Friday, October 4, 2019

The More Things Seem To Change


What determines a successful social movement? What affects real social change?

A political scientist will say that it’s when someone with power takes up your cause, that’s when you can really get things to change. A cynic might say money is what causes change. Someone who’s more religious might say change happens when God softens people’s hearts. All of these are probably at least a little bit true, but maybe there’s something else.



The Reformation was a tumultuous period of change for the European people. If we examine its origins, we can discover a few important things about social change.

First, it doesn’t happen suddenly. Ideas that emerged in the Renaissance, especially humanism, laid the foundations for the Reformation. Without the individualism of humanism and the concepts of everyone being of value and worth listening that it proposed, maybe no one would’ve listened to Martin Luther. Maybe he wouldn’t have had the ideas he had. Humanism led to a shift in people’s perspectives that opened them up to different possibilities.

Second, it’s not peaceful. Change and newness are uncomfortable. For the explorers and their new worlds, it was physically uncomfortable. Social change is emotionally and mentally uncomfortable, so people push back against that. The clashes between Catholics and Protestants are a good example of that. Of course, these conflicts were also tied up in deeply personal religious beliefs, but there is an element of hanging onto the old and going back to what is comfortable-- ad fontes, in a slightly different sense.

Martin Luther gives a speech before the Diet of Worms.

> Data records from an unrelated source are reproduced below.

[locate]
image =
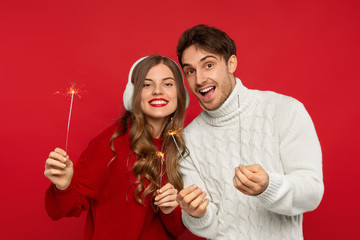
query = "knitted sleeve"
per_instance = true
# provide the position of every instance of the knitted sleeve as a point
(206, 226)
(300, 188)
(88, 176)
(173, 222)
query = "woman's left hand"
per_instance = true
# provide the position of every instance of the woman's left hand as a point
(166, 198)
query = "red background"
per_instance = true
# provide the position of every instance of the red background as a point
(305, 49)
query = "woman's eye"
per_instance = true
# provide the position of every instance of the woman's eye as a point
(191, 71)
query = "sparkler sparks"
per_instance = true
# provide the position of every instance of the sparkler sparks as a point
(71, 91)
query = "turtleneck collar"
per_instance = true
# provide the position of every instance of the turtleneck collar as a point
(232, 106)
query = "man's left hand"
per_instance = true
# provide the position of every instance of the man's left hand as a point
(251, 180)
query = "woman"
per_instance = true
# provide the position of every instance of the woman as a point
(128, 176)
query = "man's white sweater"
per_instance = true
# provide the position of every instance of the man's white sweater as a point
(254, 127)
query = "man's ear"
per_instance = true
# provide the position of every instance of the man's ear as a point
(232, 64)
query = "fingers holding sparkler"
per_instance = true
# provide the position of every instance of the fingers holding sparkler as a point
(166, 198)
(59, 169)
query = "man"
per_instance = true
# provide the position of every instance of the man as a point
(255, 163)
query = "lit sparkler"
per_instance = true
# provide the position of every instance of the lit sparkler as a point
(162, 159)
(71, 91)
(172, 133)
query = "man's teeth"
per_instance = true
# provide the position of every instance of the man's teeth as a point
(206, 90)
(158, 102)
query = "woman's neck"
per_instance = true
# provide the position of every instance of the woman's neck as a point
(157, 126)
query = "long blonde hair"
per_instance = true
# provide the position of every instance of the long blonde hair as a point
(147, 164)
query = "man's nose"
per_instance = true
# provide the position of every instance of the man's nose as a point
(157, 89)
(200, 77)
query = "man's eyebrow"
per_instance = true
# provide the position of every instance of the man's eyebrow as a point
(201, 60)
(164, 79)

Third, new technology matters a lot when trying to advance a social movement. The invention of the printing press did two things: it allowed information to be disseminated much more quickly, and it allowed more people to circulate their ideas, not just the very elite. Because of the printing press, Martin Luther was able to express his views, and spread those to lots and lots of people.

These ideas come into play for a lot of different social movements, but one that especially comes to mind is that of the Civil Rights Movement.

Martin Luther King, Jr. gives a speech at the National Mall.

It certainly didn’t happen suddenly; there were a great many pieces that had to come together in order for the Civil Rights Movement to be successful. It definitely wasn’t peaceful; there are multitudes of images of people being tear gassed and attacked by police dogs and even killed for their participation in this social movement. And new technology played an important part in its success. Radio and television meant the Civil Rights Movement took place on a national stage in a way no movement really had before. Everyone had a front-row seat to the horror and brutality of segregation, and the hope and inspiration espoused by Dr. Martin Luther King, Jr.

It may not be possible to conclusively say what makes a difference in a social movement’s success, what brings society to the tipping point where something has to give. But it is, at the very least, fascinating to look at the similarities between events that happened so far apart, yet still have so much in common. People aren’t really that different.